(703d) Impact of Particles Needle Shape, a Critical Material Attributes (CMAs), on Miniaturized Pharmaceutical Units Operation

The US Food and Drug Administration (FDA) encourages the adoption of Quality by design (QbD) principles in drug product development and manufacturing¹. FDA emphasizes quality must be built into the product. QbD elements include the critical quality attributes (CQAs) of the drug product, identification of critical material attributes (CMAs) and critical process parameters (CPPs), and linking CMAs and CPPs to CQAs¹. A CMA is a physical, chemical, biological, or microbiological property or characteristic of an input material that should be within an appropriate limit, range, or distribution to ensure the desired quality of that drug substance, excipient, or in-process material. Typically materials move from one unit operations to another unit operations. CMAs can significantly impact on pharmaceutical unit operations, process consistency, and product quality attributes. Hence, material properties need to be tested and CMAs need to be defined and controlled. Drug substances physical properties such as particle morphology (shape) has a great impact when design and developing a robust drug product having intended CQAs.

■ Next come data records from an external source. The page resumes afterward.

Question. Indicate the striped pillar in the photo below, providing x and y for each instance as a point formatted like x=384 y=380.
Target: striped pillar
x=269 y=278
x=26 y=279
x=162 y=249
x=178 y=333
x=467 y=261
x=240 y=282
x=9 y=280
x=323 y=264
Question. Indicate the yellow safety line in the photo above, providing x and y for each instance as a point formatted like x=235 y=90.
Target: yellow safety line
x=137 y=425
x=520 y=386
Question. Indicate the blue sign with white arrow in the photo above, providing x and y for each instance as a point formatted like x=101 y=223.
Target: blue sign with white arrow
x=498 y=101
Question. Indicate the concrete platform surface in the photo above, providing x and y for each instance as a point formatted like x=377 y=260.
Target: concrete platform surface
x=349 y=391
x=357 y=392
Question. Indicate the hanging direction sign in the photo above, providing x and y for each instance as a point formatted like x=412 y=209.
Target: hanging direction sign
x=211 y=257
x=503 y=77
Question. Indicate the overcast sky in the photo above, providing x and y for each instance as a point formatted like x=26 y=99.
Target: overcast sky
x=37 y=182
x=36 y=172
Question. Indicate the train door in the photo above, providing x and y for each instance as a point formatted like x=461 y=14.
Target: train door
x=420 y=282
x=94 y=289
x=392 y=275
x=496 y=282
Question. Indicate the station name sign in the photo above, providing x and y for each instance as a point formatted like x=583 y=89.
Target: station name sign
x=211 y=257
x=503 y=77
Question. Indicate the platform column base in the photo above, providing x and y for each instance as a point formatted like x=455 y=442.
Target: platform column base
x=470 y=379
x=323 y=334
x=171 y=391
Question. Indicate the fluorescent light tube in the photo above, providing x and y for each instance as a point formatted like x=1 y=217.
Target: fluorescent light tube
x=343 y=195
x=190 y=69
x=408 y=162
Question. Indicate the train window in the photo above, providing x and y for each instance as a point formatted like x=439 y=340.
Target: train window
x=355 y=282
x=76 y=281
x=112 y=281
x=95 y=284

At MIT we developed a miniaturized, portable, re-configurable and automated system to manufacture drug product from drug crystals^{2, 3}. The compact, portable system, roughly the size of a household oven, [72.4 cm (length) ×53.3 cm (width) ×134.6 cm (height)] is built to manufacture on-demand pharmaceutical direct compressible tablets on a scale of hundreds to thousands per day. Its design combines off-the-shelf devices with custom-designed automated mechanisms. The whole unit consists of: upper process streams start with powder feeding and end with blending and lower process streams include powder dispensing thru to making tablets. These two process streams operate independently under high-level software control, allowing for smooth integration between the two. Several commercial APIs having different dosage strength were manufactured and tested to meet U.S. Pharmacopeia standards. In the case of needle-shaped Ciprofloxacin HCl (CIPRO), processing difficulties were observed in different unit operations: feeding, dispensing even with the few grams of CIPRO.

Typically several strategies have been considered to handle needle shaped particles: alteration to crystallization process using crystal habit modifying agents, manipulation of solvents, and mechanical manipulation (e.g. milling). Each approach has its own drawbacks. Given the limitations, milling and micronization are still, at present, an attractive approach routinely used to obtain consistent particle size and shape modification during downstream formulation processing. However, the shape alteration of a few grams of materials by using conventional equipment is not typical.

In this research work, we emphasize on how particle shape, especially needle-shaped, a critical material attribute, impacted on different unit operations of the system even at a small scale and discussed different grinding options were attempted to improve the processability of needle-shaped particles. Finally, we showed the MIT team designed grinder performed well for small scale CIPRO powder, the powder can easily be processed through the system, and the manufactured oral dosage tablets showed a comparable performance of the commercially marketed CIPRO tablet.

References:

1. Lawrence XY, Amidon G, Khan MA, Hoag SW, Polli J, Raju G, et al. Understanding pharmaceutical quality by design. The AAPS journal. 2014;16(4):771-83.
2. Azad MA, Osorio JG, Brancazio D, Hammersmith G, Klee DM, Rapp K, et al. A compact, portable, re-configurable, and automated system for on-demand pharmaceutical tablet manufacturing. International journal of pharmaceutics. 2018;539(1-2):157-64.
3. Myerson A, Azad M, Hammersmith G, Brancazio D, Osorio Caicedo J. Systems and methods for the fabrication of tablets, including pharmaceutical tablets. U.S. Provisional Patent Application US 2018/0271791 A1, Published on September 27, 2018.